I'm happy to say that we've identified the root source of our stability problems. It's related to notifications in the platform. With notifications off in the past 36 hours we have not seen any of the erratic behavior of previous nights. We have code fixes we will deploy on Sunday that will re-enable notifications for most Applications.
So what happened?
The following histogram of http responses tells the tale:

In our analysis we quickly focused our attention to concurrency problems in some portions of our code. We found that Java itself has some serious contention for global Character Set data and Crypto providers. So we spent a lot of time working around these problems. However we'd fix one concurrency problem, and quickly hit another one.

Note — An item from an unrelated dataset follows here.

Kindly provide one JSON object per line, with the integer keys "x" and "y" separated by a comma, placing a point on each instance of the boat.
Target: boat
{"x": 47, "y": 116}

This went on for days, we'd think we had the problem solved, then it would come back with a vengeance.
This past friday, the 25th we were dealing with the same issues. We noticed that the poor performance coincided with notification database alerts. At 11:00 we turned off notifications and the entire system was suddenly stable.
With this breathing room we've now had time to finish a project to improve notifications scalability. This code will go out on Sunday, with most applications having notifications functionality by Sunday.
Why Did This Happen?
We underestimated the amount of notifications sent, and the popularity of their use on the site. At first glance this just meant that posting and browsing notifications were slow. We didn't expect that other requests would suffer collateral damage.
Changes Going Forward...
Today we made the following Notifications changes. Our goal is to get Notifications on for all applications while maintaining overall site stability:
- Accepting Notifications Asynchronously
- Applying Notification Retention policy to remove the oldest Notifications from the system (14 day retention)
- Adding Extra Notification Capacity
- Only allowing Notification REST calls with a token generated in the preceding 4 hours.
- Additional privacy controls to insure that the notification is legitimate.
- Conversations with our partners that are using the Notifications Feature the most.
Both Operations and Engineering have been happy to get a few good nights sleep since friday. We look forward to working on new features instead of fighting fires.
One final note on platform status -- we know that stats were unavailable in the dev console this weekend and expect to have them back online tomorrow.
I'm getting this 95% of the time with our app. We're not using any notifications, but does this still affect us?